Well, with this video and the Spoon video, in which the band isn't the star either, both times nobody every really complained about it all, least of all the band, because in both cases they were involved in the conception for the idea and understood what was good about it and what would work and what wouldn't. And to cut to the band every now and then would have detracted from the quality of the choreography and the sense that this guy was getting exhausted from all the fighting he has to do go get to Tricia.
Spoon, "The Underdog"
Who is that guy, anyway?
Corey Marshall, a stunt man-actor from L.A. We hired a stunt coordinator, and I told him I was looking for someone who looked as little like a stunt man as possible -- and as you could imagine, it's hard not to find someone who's not insanely in good shape. He showed me this guy, and he's perfect -- because he's in very good shape and reads a little softer than he is. We had to put him on a steady diet of Snickers and Dr Pepper, because he didn't look a soft as he did when we shot the video. And obviously, he looked great, but the thing that was most surprising to me was how good an actor he was.
He kind of reminds me of Danny McBride.
You're right. I hadn't thought about that. He also does the best Belushi eyebrow raise since Belushi. That was certainly a lesson to me about the importance of casting. He made this better in a way I couldn't have thought of.
Which doesn't answer the question: Why an extended action sequence? Because you've hinted at it before, but never done anything remotely like this.
It was definitely spring out of wanting to do the most ambitious thing I could. This is clearly something I've never done before.
How long did you and Rhett go to St. Mark's together?
Six, seven years?
And you've known each other ever since then. Does it make it easier to do something this ambitious when you're doing it for a friend's band?
Yes, but in a different way. Whenever I try to pitch something for a band I don't know, I try to pitch the most ambitious thing I can, and some work and some don't. But it's easier for a band to trust an ambitious idea if they know you. They know this guy isn't going to schmaltz it up. With music videos, I find a band tends to hire a director they've worked with already or have a long track record with. So to me it's more about the band being able to let you do what you want. But it's about their image and their music, and for them to hand it all over to you requirest substantial trust.

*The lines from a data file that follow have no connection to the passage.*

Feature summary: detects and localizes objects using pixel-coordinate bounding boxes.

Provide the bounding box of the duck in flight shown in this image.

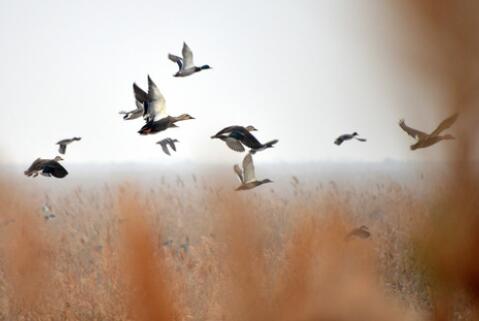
[138,114,195,135]
[57,137,81,154]
[133,75,167,122]
[120,99,143,120]
[156,137,179,156]
[399,113,459,150]
[24,156,68,178]
[211,126,278,154]
[346,225,371,241]
[334,132,366,146]
[168,42,211,77]
[233,153,273,191]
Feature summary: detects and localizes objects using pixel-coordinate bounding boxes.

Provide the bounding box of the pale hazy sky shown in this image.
[0,0,460,163]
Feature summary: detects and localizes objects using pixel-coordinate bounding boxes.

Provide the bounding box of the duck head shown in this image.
[441,134,456,140]
[138,124,152,135]
[260,178,273,184]
[175,114,195,121]
[199,65,213,70]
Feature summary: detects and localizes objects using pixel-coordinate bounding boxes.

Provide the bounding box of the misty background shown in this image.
[0,0,461,165]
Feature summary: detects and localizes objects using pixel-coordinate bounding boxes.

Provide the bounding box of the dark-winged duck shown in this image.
[138,114,195,135]
[346,225,371,240]
[168,42,211,77]
[211,126,278,154]
[334,132,366,146]
[156,137,179,156]
[133,75,167,121]
[57,137,81,154]
[233,153,273,191]
[120,99,144,120]
[399,113,459,150]
[24,156,68,178]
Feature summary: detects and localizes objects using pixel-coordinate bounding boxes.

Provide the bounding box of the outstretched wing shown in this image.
[133,83,148,104]
[215,126,241,136]
[431,113,459,136]
[230,127,262,149]
[157,140,171,156]
[224,137,244,153]
[166,138,176,152]
[399,119,427,139]
[144,76,166,119]
[243,153,256,183]
[181,42,194,69]
[233,164,244,183]
[58,144,67,154]
[42,160,68,178]
[168,54,183,70]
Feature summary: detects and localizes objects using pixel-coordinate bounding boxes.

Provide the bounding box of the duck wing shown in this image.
[144,76,166,119]
[181,42,195,69]
[399,119,428,139]
[229,127,263,149]
[430,113,459,136]
[166,138,176,152]
[157,139,171,156]
[133,83,148,102]
[224,137,248,153]
[215,126,241,136]
[42,160,68,178]
[58,144,67,154]
[233,164,244,184]
[168,54,183,70]
[243,153,256,183]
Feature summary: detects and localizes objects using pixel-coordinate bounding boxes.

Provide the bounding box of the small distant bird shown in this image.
[133,75,167,121]
[334,132,366,146]
[211,126,278,154]
[57,137,81,154]
[42,204,56,221]
[346,225,371,240]
[156,137,179,156]
[233,153,273,191]
[120,100,143,120]
[399,113,459,150]
[24,156,68,178]
[138,114,195,135]
[168,42,211,77]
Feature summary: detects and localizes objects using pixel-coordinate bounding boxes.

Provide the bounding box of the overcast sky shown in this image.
[0,0,462,163]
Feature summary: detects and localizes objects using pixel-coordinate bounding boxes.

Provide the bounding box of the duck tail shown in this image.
[264,139,279,148]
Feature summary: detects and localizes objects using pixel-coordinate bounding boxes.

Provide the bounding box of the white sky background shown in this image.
[0,0,462,165]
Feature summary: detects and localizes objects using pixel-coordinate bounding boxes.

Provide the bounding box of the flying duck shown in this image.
[346,225,371,240]
[211,126,278,154]
[138,114,195,135]
[156,137,179,156]
[120,99,144,120]
[133,75,167,121]
[57,137,81,154]
[24,156,68,178]
[42,204,56,221]
[334,132,366,146]
[168,42,211,77]
[399,113,459,150]
[233,153,273,191]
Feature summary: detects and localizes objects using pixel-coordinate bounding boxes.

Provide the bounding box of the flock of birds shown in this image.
[24,43,458,190]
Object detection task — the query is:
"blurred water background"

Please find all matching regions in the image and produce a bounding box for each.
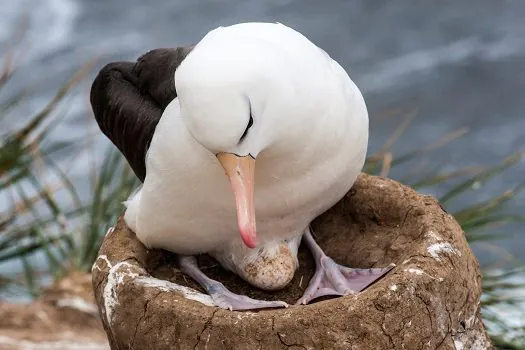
[0,0,525,292]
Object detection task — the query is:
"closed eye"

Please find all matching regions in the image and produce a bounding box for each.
[239,113,253,143]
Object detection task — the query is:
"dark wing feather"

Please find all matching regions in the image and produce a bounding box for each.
[91,47,192,181]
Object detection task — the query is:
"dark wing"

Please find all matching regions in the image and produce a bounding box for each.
[91,47,193,181]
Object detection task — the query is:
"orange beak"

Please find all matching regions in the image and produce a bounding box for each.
[217,153,257,248]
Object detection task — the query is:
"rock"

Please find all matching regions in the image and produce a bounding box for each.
[0,271,109,350]
[92,174,491,349]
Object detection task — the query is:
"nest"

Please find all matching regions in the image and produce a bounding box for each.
[92,174,490,349]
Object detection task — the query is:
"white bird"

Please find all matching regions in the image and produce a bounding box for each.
[91,23,391,310]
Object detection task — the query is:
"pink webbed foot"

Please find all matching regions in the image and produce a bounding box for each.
[296,228,394,305]
[178,256,288,310]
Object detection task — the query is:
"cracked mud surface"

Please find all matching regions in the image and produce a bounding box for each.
[93,175,490,349]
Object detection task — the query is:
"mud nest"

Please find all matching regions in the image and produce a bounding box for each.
[92,174,490,349]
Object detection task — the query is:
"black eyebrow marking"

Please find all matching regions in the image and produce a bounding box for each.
[239,104,253,143]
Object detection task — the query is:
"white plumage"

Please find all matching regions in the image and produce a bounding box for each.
[119,23,378,306]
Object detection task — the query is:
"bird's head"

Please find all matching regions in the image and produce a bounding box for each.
[175,30,277,248]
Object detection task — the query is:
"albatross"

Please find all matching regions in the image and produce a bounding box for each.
[91,23,391,310]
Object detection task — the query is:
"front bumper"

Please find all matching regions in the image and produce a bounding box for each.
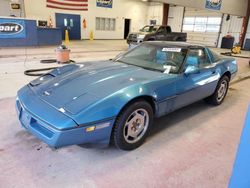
[16,85,114,148]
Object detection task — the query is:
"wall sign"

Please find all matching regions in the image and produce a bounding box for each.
[206,0,222,10]
[0,19,26,38]
[10,3,21,10]
[96,0,113,8]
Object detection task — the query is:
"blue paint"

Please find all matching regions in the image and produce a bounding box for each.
[16,42,237,147]
[229,106,250,188]
[0,18,26,39]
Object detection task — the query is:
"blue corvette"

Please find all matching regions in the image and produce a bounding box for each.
[16,42,237,150]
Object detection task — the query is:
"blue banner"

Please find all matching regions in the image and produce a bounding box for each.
[96,0,113,8]
[0,18,26,39]
[206,0,222,10]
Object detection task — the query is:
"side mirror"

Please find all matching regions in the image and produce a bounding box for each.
[184,65,200,75]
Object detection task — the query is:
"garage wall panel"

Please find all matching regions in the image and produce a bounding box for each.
[168,5,184,32]
[0,0,24,17]
[183,8,222,47]
[25,0,148,39]
[147,2,163,25]
[154,0,248,16]
[218,14,243,47]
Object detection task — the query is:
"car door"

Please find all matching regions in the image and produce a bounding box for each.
[155,26,167,41]
[174,48,220,109]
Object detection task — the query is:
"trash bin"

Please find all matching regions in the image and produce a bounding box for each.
[56,45,70,63]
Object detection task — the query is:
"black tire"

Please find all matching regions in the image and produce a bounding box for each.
[113,100,153,150]
[205,76,229,106]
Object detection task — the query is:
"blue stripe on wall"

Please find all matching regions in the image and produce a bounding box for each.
[229,106,250,188]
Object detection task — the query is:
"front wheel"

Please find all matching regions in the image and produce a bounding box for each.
[113,101,153,150]
[205,76,229,105]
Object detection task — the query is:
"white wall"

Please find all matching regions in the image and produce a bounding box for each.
[168,5,184,32]
[155,0,248,16]
[147,2,163,25]
[243,16,250,46]
[0,0,24,17]
[218,14,243,47]
[24,0,148,39]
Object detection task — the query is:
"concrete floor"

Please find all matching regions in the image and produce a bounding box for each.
[0,41,250,188]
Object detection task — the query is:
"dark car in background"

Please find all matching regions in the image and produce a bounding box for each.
[127,25,187,44]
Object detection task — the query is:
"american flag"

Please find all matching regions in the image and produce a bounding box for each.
[47,0,88,11]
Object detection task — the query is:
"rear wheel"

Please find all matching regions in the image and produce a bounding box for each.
[113,101,153,150]
[205,76,229,105]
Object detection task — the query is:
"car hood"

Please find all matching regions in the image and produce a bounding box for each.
[29,61,163,114]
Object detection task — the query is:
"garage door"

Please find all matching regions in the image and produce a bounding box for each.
[182,8,222,47]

Trailer for You're Gonna Miss Me
Given there are so few places that show videos, except blogs, is there ever consideration given to the venue in which it will be screened?

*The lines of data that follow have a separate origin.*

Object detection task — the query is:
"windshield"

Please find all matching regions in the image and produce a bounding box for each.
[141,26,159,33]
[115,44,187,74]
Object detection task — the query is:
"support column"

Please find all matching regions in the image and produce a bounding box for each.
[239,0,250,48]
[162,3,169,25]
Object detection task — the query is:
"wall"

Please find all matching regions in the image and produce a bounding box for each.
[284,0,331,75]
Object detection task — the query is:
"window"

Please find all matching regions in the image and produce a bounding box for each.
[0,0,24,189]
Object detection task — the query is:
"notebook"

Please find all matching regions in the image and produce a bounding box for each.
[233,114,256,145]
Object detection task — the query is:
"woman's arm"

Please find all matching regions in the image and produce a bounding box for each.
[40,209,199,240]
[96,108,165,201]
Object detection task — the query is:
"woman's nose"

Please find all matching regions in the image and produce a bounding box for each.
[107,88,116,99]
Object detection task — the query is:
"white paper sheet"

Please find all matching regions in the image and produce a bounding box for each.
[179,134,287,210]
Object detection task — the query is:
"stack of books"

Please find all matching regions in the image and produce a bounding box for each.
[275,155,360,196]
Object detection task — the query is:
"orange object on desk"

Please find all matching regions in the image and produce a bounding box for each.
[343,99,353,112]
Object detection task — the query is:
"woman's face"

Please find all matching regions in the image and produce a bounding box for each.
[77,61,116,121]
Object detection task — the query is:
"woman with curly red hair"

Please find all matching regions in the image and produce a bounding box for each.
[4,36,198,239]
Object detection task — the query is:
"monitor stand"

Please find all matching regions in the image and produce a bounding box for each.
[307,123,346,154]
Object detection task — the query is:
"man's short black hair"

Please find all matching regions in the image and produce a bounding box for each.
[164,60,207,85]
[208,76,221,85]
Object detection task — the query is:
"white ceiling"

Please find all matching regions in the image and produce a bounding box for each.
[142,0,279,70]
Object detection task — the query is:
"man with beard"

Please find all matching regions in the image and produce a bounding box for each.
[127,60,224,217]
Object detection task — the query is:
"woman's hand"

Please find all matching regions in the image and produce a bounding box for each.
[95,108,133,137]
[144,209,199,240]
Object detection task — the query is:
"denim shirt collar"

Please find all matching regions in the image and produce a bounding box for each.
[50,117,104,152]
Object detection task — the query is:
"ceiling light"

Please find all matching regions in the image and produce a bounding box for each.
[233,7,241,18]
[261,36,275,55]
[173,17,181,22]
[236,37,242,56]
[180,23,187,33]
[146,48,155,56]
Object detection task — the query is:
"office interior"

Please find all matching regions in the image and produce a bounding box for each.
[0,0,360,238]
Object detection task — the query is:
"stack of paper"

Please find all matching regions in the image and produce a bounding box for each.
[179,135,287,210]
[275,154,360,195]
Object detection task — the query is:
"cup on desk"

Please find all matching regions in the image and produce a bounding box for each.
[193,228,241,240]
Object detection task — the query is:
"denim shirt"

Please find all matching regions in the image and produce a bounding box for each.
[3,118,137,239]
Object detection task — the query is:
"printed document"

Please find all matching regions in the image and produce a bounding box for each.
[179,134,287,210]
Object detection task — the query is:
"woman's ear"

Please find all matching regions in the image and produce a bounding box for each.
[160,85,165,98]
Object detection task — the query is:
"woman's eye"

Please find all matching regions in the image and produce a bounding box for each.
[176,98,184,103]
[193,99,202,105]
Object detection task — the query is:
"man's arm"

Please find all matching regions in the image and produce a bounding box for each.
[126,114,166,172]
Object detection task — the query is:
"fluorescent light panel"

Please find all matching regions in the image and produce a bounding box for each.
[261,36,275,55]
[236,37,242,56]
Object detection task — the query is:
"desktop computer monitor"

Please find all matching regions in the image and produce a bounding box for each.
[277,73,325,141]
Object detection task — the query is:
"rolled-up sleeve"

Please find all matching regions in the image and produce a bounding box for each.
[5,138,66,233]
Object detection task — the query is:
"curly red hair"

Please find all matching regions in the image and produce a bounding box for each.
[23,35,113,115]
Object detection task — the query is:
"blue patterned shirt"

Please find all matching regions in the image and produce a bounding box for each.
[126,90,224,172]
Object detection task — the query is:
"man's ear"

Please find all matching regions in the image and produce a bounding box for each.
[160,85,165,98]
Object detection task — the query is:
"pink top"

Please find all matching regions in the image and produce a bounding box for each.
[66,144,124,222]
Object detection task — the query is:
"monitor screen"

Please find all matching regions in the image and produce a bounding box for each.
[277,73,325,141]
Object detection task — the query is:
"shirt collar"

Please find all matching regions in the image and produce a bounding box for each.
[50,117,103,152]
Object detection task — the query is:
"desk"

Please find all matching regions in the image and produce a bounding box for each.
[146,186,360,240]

That's a valid question, because in a way, it's easier for them to get seen these days precisely because of the proliferation of blogs. But it's certainly a different monster [than films], and what keeps me interested is the fact I love music. I would do music videos foe free if I could. It's not a means to some other end. I love directing and music, and to combine the two is all I can ask for,
There's also a reference to The Dungeon Masters in there, if I am not mistaken.

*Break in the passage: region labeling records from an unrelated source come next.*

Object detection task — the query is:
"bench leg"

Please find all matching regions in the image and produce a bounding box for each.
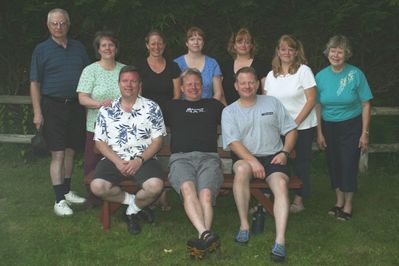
[101,200,122,232]
[101,200,111,232]
[250,188,274,216]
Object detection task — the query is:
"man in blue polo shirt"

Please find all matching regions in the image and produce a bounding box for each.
[30,8,89,216]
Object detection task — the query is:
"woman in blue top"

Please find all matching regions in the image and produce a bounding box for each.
[174,27,226,105]
[316,35,373,221]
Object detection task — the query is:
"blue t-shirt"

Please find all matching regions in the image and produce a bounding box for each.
[174,55,222,99]
[30,37,89,98]
[316,64,373,122]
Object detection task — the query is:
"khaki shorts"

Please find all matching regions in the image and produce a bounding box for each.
[169,151,223,204]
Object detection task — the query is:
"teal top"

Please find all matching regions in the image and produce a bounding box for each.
[77,62,124,132]
[316,64,373,122]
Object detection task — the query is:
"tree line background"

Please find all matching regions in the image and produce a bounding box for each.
[0,0,399,105]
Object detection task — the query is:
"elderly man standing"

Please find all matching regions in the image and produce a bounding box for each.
[222,67,297,261]
[165,68,224,258]
[30,8,89,216]
[90,66,166,234]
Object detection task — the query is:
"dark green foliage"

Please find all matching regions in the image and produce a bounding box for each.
[0,0,399,105]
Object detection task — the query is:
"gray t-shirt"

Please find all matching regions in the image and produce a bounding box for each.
[222,95,297,156]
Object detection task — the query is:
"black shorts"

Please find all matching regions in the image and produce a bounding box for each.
[93,158,166,186]
[231,152,290,177]
[41,96,86,151]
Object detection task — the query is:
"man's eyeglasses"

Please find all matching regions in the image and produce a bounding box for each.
[50,21,68,28]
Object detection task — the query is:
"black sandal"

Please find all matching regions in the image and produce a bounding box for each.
[337,211,352,221]
[328,206,343,217]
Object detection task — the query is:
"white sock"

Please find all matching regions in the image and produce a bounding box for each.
[126,202,141,215]
[122,192,136,205]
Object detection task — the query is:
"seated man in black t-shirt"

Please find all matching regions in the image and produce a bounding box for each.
[165,68,224,256]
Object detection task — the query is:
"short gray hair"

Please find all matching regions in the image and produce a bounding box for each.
[323,35,352,60]
[47,8,71,26]
[180,67,202,84]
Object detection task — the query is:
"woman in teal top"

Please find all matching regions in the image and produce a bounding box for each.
[77,31,124,204]
[316,35,373,221]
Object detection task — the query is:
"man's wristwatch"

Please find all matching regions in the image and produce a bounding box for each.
[277,150,290,159]
[136,155,144,164]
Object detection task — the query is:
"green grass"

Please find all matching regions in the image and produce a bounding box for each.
[0,145,399,265]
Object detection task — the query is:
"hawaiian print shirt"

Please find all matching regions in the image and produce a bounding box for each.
[94,96,166,160]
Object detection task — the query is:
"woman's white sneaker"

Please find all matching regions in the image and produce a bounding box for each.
[54,200,73,216]
[64,190,86,204]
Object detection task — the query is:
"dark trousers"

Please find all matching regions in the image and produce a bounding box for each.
[322,115,362,192]
[292,127,315,198]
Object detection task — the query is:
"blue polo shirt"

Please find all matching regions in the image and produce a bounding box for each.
[30,37,89,98]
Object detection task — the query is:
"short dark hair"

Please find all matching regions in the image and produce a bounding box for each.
[118,65,141,82]
[235,67,258,82]
[93,30,119,59]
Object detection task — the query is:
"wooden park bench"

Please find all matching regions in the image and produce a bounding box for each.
[85,132,303,231]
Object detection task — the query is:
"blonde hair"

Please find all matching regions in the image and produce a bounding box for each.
[144,29,166,44]
[227,28,256,58]
[272,34,308,77]
[323,35,352,60]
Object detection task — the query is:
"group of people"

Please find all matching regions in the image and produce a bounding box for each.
[30,8,372,261]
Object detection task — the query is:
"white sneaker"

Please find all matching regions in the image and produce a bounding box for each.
[54,200,73,216]
[64,190,86,204]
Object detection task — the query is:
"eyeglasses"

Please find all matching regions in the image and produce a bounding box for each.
[279,48,296,54]
[50,21,68,28]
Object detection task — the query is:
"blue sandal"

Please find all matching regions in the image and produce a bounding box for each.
[270,243,286,262]
[235,230,249,245]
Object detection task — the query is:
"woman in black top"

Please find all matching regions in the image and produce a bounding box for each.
[222,28,269,104]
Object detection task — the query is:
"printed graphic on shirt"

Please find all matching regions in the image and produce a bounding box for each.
[186,108,205,114]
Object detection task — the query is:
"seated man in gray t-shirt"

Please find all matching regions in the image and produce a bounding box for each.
[222,67,297,261]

I thin of the video as more of a campy companion piece. The "level-30 alchemist" is a reference to the D&D movie, yes.
So how's it coming?
We've finished the cutting, and we're scoring it right now -- and submitting it to festivals.
That would be the ideal premiere place.
Because I am terribly bitter about the fact you've left behind the dying industry of journalism to become a brilliant, award-nominated filmmaker, I hope it doesn't get in.